Another problem with the recipe section is that the portion sizes change in the oddest way. For example, compare the white bean salad and the red and black bean salad on the following page. Both recipes have olive oil and a couple of herbs/spices. The white bean salad--with 1 can of beans--serves 4. The red and black bean salad, with 2 cans of beans, serves 2! What? So the white bean salad has 186 calories a portion, the red and black has 528.
There are more examples of this throughout the book.
There is more: on beans, the authors recommend using dried beans over canned because canned beans have a high sodium level and dried have none. They write that according to the US Dept of Agriculture, 1 cup of navy beans has 1174 mg of sodium...Well, this "statistic" just sounded wrong, so I meandered to my cabinet and checked the sodium levels on what I had on hand:
Westbrae Natural lentil: 300 mg
Trader Joe's garbanzo beans: 780 mg
Westbrae Natural fava: 270 mg
Westbrae Natural kidney: 280 mg
(Note: you can rinse beans, thus getting rid of much of the salt.)
So, after recommending dried beans, they only give the amount to use in recipes of canned beans! (FYI...one 15 oz can of beans=1 1/2 cups.)
Another example is that several chicken recipes used the same amount of chicken with different servings. In addition, some recipes called for a whole chicken...my question is, how did they come up with the calories? Does it include the skin? Dark meat is higher in calories than white...Finally, in an anti-inflammatory cookbook, I would think only boneless white chicken would be used.

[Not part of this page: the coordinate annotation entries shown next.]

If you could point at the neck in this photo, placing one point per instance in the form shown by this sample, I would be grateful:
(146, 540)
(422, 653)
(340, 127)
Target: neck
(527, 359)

Finally, while they list 10 of their favorite anti-inflammation foods (salmon, flaxseeds, blueberries, almonds, mushrooms, broccoli, quinoa, brussels sprouts, onions, and green tea) they fail to give us the IF factor. (They do provide a list of 10 common foods, however.)They talk about nutritionist Monica Reinagel, the creator of the inflammation factor (IF) and tell the reader to go to her site for food ratings. Much more helpful would have been if they took some of their recipes and gave us examples of menus with the IF factors. According to Reinagel, we should strive for 50 + a day...well, show us how to do that!
I struggled with the rating for this book and considered going lower than 3 stars. However, there IS some sound advice in this book. There are also some terrific looking recipes (as a former professional and still avid cook, I am very good at looking at recipes and "getting" what they'll taste like)--all loaded with anti-inflammatory ingredients. The vast majority fo them are also pretty simple and quick to make. Reading them, you'll get how to make your own favorite recipes more anti-inflammatory (ie adding onions, garlic, turmeric, etc.)